Administration of a toll-like receptor (TLR) 7 agonist in combination with a therapeutic vaccine induces CD8+ T cell-mediated control of SIV in a non-human primate model. We hypothesized that among people living with HIV (PLH) who had evidence of a partially effective host response (viremic controllers), treatment with the investigational oral TLR7 agonist vesatolimod (VES; GS-9620) would lead to enhanced immune control post-ART.
We conducted a phase 1b, randomized, double-blind, placebo-controlled study in virologically suppressed PLH with historical chronic pre-ART plasma HIV-1 RNA of 50 to ≤5,000 c/mL. Participants were randomized 2:1 to receive 10 biweekly doses of VES 4-8 mg or placebo while continuing ART, followed by carefully monitored analytical treatment interruption (ATI). Viral rebound and safety were evaluated through at least 24 weeks (w) of ATI.

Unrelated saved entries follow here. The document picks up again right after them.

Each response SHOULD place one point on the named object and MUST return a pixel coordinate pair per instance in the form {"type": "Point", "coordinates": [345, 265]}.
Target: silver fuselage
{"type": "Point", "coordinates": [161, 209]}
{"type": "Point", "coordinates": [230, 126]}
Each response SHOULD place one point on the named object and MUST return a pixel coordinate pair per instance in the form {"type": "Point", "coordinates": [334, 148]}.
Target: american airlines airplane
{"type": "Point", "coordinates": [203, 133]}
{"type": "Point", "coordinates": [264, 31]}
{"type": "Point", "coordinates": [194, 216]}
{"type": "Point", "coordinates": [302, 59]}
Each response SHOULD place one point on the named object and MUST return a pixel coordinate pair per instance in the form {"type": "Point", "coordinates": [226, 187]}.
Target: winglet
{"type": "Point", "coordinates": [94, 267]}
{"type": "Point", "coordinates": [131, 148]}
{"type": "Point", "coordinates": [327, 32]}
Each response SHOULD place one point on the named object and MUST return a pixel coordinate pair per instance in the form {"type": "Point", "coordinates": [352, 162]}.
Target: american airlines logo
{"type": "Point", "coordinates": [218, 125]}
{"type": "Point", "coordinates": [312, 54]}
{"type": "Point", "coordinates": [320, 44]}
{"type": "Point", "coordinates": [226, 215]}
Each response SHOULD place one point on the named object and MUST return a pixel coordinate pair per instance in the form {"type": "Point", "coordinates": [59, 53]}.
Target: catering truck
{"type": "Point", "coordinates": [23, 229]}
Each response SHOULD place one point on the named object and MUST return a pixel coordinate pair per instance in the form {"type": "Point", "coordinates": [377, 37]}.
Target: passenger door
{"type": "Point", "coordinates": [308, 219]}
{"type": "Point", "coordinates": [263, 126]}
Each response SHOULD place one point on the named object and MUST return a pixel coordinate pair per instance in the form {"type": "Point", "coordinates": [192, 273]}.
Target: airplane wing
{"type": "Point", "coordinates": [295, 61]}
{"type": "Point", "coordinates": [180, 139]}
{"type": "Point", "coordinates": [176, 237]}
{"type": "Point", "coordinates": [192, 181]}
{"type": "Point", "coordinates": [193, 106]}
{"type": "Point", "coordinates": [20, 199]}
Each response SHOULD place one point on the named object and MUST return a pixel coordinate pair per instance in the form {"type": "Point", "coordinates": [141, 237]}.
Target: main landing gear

Twenty-five participants were randomized to VES (n=17) or placebo (n=8). The median age was 45 yrs (range 27-66 yrs) and 16% were women. The median pre-ART HIV-1 RNA 3.2 log10 c/mL (IQR 3, 3.3) and the median time on ART was 2.7 yrs (range 0.7-17.2 yrs). VES was well tolerated, with no drug-related discontinuations. Most common study-drug related AEs were lymphadenopathy, chills, and headache. Pharmacodynamic activity of VES was confirmed by increases in whole blood interferon stimulated gene mRNAs and plasma cytokine levels. During the ATI, the median (95% CI) times to viral rebound (>50 c/mL and >200 c/mL, respectively) were 4.1 w (2.9-5.9) and 5 w (3.9-6) for the VES group, and 3.9 w (2.0-4.1) and 4 w (2-4.4) for placebo (p=0.036; p=0.024; see Figure). Median (95% CI) plasma viral set-point change from pre-ART value was -0.34 (-0.60, 0.06) log10 c/mL for VES (p=0.035) and -0.28 (-0.75, 0.32) log10 c/mL for placebo (p=0.38). Four individuals in the VES group had no virologic rebound (>50 c/mL) for ≥6 w, with one participant rebounding at 15 w (and >200 c/mL at 31 w); this participant also had a 0.94 log10 c/mL decrease in viral set-point and completed the study after 48 w off ART with HIV-1 RNA 164-215 c/mL.
VES was well tolerated in HIV controllers at multiple doses up to 8 mg and was associated with a modest increase in time to viral rebound after ATI, potentially due to an augmented antiviral immune response. Trials evaluating the efficacy of VES in combination with other agents such as CD8-inducing vaccines and monoclonal antibodies are warranted.